Sadly, the project for this portrait gallery of dictators fell through. However, three of the authors jointly decided to write full-length novels of their own. These were Alejo Carpentier’s Reasons of State, Gabriel Garcia Marquez’s The Autumn of the Patriarch, and Augusto Roa Bastos’ I, the Supreme.
Carpentier’s novel deals with an unnamed dictator living it up in Paris, who returns to his country to quell a coup. Marquez’s patriarch is based on actual leaders such as Colombia’s Pinilla and Spain’s Franco, and tells of the ebbing and flowing powers of a despot known as the General. And Bastos’ book is a fictionalised account of the regime of Dr Francia, the 19th-century Paraguayan autocrat.
All of them portray the past and present of the powerful and the powerless with panache. They contain elements of the magical realist style that Latin American writers were then famous for, but go deeper in their depictions of how a state can be throttled. It’s as though the very texture of the work is intended to convey that since tyranny is against the natural order of things, it should be written about in a preternatural manner.

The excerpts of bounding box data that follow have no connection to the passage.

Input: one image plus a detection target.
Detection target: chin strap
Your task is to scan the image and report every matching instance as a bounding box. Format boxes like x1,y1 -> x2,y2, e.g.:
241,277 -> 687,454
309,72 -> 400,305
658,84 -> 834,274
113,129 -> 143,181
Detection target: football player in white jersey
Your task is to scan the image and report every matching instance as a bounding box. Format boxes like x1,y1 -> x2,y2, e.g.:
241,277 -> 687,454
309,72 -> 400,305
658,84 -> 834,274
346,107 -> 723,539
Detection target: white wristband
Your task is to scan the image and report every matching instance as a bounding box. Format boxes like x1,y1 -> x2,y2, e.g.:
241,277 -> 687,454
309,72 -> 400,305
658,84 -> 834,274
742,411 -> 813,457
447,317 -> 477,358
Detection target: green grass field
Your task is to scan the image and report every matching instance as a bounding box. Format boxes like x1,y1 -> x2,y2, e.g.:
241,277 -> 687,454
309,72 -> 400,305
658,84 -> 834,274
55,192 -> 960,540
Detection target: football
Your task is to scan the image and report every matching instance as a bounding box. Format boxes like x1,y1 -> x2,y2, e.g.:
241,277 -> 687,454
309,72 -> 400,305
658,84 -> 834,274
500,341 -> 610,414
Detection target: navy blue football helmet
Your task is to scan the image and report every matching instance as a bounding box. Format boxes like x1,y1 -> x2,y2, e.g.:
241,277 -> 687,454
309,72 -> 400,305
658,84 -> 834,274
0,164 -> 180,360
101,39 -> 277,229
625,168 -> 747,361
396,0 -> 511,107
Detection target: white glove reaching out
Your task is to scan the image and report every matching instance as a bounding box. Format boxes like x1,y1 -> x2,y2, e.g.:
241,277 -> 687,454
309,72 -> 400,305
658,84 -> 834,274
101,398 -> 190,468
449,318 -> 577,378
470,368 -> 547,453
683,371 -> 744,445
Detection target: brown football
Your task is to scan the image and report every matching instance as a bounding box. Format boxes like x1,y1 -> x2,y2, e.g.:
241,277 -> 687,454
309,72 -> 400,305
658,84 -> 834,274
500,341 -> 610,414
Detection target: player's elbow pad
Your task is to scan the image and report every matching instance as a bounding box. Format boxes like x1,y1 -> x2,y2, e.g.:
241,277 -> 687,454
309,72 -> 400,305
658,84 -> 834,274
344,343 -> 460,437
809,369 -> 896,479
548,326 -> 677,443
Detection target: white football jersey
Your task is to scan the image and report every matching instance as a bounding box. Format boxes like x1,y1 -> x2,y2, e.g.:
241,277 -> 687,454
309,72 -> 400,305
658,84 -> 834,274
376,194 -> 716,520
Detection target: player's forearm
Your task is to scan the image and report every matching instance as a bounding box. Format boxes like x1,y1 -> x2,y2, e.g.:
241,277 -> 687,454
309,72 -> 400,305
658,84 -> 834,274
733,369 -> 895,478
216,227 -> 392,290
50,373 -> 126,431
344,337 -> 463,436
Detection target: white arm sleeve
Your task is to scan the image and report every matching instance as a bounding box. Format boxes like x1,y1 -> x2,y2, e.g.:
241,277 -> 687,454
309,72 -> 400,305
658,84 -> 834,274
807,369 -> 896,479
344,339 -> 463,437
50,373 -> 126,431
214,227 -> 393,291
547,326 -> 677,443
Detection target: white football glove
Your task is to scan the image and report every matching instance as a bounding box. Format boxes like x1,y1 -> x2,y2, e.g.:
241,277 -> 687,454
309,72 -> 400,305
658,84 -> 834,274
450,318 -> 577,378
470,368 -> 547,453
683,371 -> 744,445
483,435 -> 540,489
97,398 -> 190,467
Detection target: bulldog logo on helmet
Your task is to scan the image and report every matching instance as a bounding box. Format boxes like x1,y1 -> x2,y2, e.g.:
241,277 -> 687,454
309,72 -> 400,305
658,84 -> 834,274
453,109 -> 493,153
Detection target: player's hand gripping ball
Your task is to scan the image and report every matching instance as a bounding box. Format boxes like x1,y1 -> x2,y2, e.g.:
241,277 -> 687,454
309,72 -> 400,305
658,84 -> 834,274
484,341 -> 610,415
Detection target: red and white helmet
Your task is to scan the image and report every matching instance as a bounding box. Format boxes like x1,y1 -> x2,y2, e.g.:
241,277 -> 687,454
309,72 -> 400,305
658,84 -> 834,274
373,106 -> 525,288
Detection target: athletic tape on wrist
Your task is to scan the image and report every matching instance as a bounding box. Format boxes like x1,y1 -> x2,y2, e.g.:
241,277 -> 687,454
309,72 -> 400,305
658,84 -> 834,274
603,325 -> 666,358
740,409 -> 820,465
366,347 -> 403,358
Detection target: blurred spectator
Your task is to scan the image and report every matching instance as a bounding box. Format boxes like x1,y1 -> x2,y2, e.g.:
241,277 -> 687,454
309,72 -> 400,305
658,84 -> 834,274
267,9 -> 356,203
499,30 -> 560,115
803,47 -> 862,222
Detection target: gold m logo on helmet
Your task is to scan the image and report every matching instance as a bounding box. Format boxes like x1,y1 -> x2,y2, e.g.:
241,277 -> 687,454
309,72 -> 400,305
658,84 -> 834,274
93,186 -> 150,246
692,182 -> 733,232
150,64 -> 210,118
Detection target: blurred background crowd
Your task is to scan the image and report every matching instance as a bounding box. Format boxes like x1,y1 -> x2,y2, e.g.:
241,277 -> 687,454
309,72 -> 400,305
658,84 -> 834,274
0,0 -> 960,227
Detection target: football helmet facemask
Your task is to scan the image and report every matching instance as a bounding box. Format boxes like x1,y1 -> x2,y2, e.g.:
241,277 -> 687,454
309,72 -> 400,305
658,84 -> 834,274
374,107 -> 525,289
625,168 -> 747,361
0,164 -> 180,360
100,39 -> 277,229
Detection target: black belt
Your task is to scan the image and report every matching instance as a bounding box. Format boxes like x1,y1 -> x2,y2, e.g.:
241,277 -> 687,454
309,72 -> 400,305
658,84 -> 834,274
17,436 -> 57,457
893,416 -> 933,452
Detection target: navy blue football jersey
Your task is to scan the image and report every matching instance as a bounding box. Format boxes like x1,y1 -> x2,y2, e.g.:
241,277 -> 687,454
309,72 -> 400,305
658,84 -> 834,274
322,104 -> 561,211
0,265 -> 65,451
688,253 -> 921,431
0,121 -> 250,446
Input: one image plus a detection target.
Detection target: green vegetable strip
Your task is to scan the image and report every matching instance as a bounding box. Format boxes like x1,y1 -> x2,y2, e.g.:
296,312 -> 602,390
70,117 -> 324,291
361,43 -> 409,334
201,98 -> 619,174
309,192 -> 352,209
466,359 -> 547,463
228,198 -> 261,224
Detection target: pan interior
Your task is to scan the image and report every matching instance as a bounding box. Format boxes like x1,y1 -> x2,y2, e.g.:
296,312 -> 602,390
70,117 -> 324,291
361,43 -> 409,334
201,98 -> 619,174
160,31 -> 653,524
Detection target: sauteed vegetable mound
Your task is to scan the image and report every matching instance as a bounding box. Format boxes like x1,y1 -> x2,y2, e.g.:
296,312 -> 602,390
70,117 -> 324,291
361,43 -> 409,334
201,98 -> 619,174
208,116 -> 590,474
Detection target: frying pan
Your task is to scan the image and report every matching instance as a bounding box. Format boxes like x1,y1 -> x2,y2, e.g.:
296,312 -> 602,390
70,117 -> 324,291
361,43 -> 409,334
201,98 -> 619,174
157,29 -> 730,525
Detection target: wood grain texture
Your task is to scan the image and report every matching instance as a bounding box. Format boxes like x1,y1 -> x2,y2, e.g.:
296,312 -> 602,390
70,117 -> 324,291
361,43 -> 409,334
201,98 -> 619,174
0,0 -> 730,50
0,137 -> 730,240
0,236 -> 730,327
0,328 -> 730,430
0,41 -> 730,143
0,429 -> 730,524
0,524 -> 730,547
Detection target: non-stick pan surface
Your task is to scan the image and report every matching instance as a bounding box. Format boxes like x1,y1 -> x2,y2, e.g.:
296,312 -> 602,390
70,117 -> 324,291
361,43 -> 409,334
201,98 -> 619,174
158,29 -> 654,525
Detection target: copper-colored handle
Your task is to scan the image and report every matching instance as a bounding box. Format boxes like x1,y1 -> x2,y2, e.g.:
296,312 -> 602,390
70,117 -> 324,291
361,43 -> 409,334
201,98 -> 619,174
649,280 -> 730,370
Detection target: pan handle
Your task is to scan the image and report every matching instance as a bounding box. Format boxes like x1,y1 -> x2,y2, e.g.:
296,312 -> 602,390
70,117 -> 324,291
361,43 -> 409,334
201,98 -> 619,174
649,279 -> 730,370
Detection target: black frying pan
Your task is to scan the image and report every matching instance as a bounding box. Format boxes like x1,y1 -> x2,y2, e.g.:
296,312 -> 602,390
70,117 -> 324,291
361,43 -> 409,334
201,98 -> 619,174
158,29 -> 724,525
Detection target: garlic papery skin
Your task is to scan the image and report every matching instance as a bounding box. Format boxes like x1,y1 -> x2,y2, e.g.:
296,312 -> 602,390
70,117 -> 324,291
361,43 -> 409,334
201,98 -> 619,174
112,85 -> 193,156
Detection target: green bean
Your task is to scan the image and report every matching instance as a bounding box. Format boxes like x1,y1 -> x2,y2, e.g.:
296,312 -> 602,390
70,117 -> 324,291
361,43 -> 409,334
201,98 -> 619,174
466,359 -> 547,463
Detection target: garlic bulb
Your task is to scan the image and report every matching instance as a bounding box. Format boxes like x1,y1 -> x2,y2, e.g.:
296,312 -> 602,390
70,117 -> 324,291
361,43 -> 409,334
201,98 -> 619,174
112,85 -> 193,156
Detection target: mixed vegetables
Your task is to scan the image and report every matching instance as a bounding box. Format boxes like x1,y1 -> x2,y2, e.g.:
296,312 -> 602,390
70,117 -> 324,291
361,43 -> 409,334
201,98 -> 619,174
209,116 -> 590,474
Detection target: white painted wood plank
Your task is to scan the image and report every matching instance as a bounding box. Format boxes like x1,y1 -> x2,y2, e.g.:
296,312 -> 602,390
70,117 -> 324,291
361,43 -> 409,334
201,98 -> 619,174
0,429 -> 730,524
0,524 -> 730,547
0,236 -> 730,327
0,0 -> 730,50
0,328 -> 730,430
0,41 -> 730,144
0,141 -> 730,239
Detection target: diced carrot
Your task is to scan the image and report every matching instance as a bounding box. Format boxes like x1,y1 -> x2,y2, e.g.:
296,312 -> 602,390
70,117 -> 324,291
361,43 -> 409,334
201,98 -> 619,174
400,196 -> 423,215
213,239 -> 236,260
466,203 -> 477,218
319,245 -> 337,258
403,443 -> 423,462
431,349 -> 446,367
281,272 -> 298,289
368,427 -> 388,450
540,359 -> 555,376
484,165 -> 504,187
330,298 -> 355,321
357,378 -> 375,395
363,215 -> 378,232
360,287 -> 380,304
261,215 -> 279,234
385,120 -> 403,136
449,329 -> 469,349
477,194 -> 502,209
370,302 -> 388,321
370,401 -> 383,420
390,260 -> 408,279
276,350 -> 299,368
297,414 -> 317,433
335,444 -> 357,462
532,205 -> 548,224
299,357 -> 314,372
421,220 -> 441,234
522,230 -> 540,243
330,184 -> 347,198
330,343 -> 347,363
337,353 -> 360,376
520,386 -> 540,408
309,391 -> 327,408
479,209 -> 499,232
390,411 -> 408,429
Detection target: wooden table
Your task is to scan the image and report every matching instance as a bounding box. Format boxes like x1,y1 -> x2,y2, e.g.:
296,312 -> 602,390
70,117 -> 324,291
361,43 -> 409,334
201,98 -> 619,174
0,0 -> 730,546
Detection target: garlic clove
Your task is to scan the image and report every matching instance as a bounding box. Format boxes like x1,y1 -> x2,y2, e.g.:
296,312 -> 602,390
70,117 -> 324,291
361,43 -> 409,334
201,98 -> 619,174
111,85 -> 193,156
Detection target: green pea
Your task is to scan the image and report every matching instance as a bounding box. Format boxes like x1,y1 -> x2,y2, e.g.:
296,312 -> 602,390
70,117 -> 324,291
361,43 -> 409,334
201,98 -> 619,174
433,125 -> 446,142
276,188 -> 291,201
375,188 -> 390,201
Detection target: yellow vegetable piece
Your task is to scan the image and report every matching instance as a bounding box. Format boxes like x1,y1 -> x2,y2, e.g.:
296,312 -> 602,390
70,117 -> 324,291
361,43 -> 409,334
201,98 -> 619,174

Through pages-long sentences and dreamlike prose, Marquez demonstrates how power can corrupt and degrade in what he referred to as “an extremely long poem about the loneliness of a dictator”. Bastos combines grotesquery, comedy and pathos in a parable of power’s abuse. Carpentier’s baroque style and richness of perception highlight “the marvellous real” of those wielding power and afraid of losing it.
With their allusions and intricate structures, they drill down into the damaging effects of dictatorship by investigating the fundamental sources and structures of authority: control over time, history, and language itself. This transcends the regional to become universal.
Years later, Mario Vargas Llosa was to add to the list of dictator novels with his strikingly detailed The Feast of the Goat. His work is not about an imagined or composite dictator, but based on the life and assassination of the Dominican Republic’s Rafael Trujillo.
The Feast of the Goat shares some characteristics of the earlier works: it encompasses time periods through multiple viewpoints and a large cast of characters and conspirators. It has been criticised by some, though, for being less sparkling than the rest.
What do autocratic leaders do in light of such dissection? When not composing manifestos, delivering speeches, or rewriting history, some of them turn to fiction and verse themselves.
To mention just three examples, Saddam Hussein wrote a romance novel; Stalin published poetry; and Turkmenistan’s Niyazov composed a rambling national epic. These are rarely remembered. The work of Carpentier, Marquez, Bastos and others endures.